Reflexão semanal de Georgino Rocha
A visita nocturna de Nicodemos a Jesus, apresentada no Evangelho de João, faz parte da secção narrativa de factos e pessoas que dão o seu contributo para dizer quem é Jesus. Surge após o testemunho de João Baptista que actua em vários cenários, a mudança da água em vinho de qualidade na festa de um casamento em Caná da Galileia, a operação-limpeza do Templo em Jerusalém e o primeiro anúncio da edificação de um novo templo. O autor do 4º Evangelho acrescenta: “Falava do Seu corpo”, afirmação que veio a ser compreendida pelos discípulos, após a ressurreição.
Nicodemos inicia o diálogo com uma certeza: Só quem tem Deus consigo pode realizar os sinais/as obras que Jesus faz; certeza que manifesta o seu conhecimento e a sua cultura e revela a sua capacidade de reflexão e de chegar a conclusões. Certeza que, apesar de consistente, quer ver confirmada, talvez questionada e debatida. Jesus acolhe a sua declaração sincera e dá uma sábia resposta, encaminhando o centro da conversa para o Reino de Deus e para a necessidade imprescindível de “nascer de novo” por meio da água e do Espírito.

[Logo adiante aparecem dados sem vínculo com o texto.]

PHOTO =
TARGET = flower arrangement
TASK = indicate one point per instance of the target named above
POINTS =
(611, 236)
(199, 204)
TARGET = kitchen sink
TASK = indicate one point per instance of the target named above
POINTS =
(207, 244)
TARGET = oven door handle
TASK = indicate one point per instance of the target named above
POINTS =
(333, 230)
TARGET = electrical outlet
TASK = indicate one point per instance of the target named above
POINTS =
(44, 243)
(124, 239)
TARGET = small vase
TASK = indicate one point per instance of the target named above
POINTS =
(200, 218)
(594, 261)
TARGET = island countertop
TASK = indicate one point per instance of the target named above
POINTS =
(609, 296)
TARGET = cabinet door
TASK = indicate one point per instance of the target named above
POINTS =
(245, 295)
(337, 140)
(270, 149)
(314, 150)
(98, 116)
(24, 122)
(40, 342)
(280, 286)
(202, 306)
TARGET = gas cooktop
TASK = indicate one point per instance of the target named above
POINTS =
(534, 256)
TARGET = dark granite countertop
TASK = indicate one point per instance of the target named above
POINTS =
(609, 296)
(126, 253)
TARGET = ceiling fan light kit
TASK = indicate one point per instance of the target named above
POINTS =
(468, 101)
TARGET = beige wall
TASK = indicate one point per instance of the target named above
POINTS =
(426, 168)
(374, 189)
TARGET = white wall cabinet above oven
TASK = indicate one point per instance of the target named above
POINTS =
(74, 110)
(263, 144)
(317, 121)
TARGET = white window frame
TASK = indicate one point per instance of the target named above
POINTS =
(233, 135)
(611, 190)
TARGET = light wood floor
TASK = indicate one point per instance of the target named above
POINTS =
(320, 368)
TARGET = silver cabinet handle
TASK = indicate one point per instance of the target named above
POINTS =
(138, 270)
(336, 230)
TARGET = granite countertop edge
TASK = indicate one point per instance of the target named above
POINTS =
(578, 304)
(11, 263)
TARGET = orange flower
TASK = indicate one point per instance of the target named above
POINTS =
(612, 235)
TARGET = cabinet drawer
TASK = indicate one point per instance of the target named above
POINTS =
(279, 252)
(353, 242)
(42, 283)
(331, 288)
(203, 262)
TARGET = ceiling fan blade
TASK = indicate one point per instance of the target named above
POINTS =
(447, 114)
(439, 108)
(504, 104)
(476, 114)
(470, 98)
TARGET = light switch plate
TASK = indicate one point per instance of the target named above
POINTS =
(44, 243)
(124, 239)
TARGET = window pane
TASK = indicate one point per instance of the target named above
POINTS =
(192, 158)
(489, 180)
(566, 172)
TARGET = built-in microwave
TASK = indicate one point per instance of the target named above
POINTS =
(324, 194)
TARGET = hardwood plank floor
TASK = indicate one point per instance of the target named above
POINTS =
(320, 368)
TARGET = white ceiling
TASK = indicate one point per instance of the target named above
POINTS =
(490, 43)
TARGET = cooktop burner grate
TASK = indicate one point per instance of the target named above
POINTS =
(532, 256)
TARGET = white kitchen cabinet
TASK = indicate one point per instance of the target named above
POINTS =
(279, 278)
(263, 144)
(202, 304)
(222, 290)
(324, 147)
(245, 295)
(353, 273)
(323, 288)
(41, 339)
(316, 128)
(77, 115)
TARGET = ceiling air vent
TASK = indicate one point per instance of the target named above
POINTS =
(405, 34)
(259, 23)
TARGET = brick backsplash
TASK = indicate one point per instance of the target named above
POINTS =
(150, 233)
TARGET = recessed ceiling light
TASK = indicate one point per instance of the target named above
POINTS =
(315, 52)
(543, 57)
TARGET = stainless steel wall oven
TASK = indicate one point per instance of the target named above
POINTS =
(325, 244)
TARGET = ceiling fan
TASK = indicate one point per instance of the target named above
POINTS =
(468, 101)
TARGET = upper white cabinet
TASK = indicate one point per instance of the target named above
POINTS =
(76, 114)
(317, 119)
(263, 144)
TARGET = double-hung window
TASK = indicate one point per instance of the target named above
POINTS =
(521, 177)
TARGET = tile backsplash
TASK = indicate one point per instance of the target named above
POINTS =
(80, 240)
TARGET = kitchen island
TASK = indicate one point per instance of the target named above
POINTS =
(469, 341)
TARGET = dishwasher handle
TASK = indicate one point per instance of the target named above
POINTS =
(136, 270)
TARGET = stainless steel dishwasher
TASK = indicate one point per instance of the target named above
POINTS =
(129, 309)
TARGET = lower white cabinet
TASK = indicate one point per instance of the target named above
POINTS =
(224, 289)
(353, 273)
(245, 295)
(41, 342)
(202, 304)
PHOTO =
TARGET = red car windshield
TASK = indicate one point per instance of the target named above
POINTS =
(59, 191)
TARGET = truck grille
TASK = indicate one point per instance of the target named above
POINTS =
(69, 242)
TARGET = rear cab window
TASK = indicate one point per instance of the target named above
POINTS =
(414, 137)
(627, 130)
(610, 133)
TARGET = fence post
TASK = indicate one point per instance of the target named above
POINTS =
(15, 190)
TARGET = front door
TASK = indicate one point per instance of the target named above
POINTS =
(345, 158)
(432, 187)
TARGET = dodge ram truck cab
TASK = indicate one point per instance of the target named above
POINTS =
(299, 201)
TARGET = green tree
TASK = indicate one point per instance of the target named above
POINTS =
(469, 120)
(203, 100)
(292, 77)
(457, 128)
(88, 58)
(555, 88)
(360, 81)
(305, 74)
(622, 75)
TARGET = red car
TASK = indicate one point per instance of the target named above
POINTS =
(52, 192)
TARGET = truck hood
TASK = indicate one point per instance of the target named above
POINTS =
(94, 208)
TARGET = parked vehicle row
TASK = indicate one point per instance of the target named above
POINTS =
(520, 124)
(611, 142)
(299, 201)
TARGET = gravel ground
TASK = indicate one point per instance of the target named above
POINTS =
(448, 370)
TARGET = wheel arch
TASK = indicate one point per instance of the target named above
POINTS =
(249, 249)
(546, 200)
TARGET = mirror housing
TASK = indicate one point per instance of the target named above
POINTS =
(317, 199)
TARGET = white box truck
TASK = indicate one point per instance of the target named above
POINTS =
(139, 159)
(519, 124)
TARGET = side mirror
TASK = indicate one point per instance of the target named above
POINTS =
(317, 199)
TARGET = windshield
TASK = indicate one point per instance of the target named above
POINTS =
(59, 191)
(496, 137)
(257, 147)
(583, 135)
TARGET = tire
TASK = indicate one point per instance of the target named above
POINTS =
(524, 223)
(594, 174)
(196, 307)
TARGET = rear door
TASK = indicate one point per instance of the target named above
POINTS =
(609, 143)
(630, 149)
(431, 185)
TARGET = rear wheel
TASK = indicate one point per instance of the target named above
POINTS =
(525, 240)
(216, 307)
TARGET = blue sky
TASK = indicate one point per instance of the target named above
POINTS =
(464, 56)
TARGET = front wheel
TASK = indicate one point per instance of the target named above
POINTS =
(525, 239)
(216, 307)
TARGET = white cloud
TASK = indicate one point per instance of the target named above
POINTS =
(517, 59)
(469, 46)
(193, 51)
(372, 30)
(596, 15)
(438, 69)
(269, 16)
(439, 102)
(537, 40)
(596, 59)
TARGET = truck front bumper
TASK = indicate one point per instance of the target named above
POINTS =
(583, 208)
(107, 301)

Esta resposta deixa perplexo Nicodemos que a considera muito estranha e impossível, naturalmente pensando. Jesus insiste no que havia dito e, mediante um processo de pergunta-resposta, lança o coração humano “noutra onda”, na realidade profunda do amor de Deus. Recorre a contrastes esclarecedores e interpelantes: Subir e descer, serpente de Moisés e cruz do Filho do Homem, morte e vida, juízo de condenação e amor de salvação.
O contraste “subir-descer” indica-nos a vocação a que todos estamos chamados e o caminho da sua realização: fazer-se humano, apreciar o húmus da nossa comum humanidade, reconhecer o outro como um irmão, solidarizar-se com os seus êxitos e fracassos, alimentar sonhos de vida eterna e de felicidade definitiva, valorizar limitações e desenvolver capacidades, respeitar a criação e as criaturas, defender o equilíbrio da terra e do meio ambiente, situar o espaço local no mundo como um todo e proceder de forma coerente, aceitar-se pecador com necessidade de perdão, acolher o amor de compaixão e misericórdia. Jesus dá o exemplo: Ele, o Verbo de Deus na linguagem de João, monta a sua tenda entre nós, habita na nossa terra, faz-se tão humano que só podia ser Deus (Boff).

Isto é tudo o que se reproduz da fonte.